05 Aug
Posted by Jim Kukral as Monetizing Video, Online Video, Video Business Models, Video Businesses
At least that’s what they’re calling over at Read/Write Web.
A report yesterday from Bloomberg says that Yahoo! is planning to revamp its online video offering by year’s end in an effort to compete with YouTube and MySpace TV. According to comScore, Yahoo! is actually third in the US in terms of total video streams, though their 4.6% market share is well off the pace set by Google (mostly via YouTube), which soundly dominates the online video space, serving more than 4.5 times as many videos each month as Yahoo!.

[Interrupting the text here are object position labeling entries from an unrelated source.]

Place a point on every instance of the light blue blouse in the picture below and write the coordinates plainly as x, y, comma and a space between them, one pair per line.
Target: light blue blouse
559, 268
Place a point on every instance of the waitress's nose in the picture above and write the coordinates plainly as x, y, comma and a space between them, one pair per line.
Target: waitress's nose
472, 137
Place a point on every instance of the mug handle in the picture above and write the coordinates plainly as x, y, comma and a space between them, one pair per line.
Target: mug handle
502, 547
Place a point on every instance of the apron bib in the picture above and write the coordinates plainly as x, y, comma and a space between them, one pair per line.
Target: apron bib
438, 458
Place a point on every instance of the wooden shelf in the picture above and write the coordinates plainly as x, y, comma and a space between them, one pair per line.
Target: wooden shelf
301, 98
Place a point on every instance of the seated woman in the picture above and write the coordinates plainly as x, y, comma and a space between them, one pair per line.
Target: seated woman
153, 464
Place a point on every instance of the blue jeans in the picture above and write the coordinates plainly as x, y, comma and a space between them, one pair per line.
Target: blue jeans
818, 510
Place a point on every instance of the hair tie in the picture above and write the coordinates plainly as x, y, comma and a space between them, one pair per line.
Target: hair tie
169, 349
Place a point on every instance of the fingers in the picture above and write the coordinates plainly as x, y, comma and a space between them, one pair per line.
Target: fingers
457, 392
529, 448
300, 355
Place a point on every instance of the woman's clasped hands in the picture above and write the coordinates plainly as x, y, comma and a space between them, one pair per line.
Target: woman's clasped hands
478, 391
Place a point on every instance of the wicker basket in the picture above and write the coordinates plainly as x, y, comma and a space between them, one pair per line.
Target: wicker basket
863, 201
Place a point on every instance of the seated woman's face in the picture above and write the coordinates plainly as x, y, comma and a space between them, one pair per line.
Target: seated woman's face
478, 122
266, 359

Ari Levy at Bloomberg reports that Yahoo! plans to beef up its video offering with more content from media partners as well as users. Yahoo! also plans to add video to its popular photo sharing property, Flickr. “One of our strategies is to put video everywhere you are on the Internet,” Yahoo!’s general manager for video, Mike Folgner, told Bloomberg. “We’re going to build a much better destination for you to access all this different content.”
Can they catch up to a 66% market share? Probably not. The questions perhaps for them is how will they differentiate and be better than YouTube? I can already think of many ways for a YouTube competitor to be better. Will Yahoo! take the chance or compete straight up where I’m not sure they can win.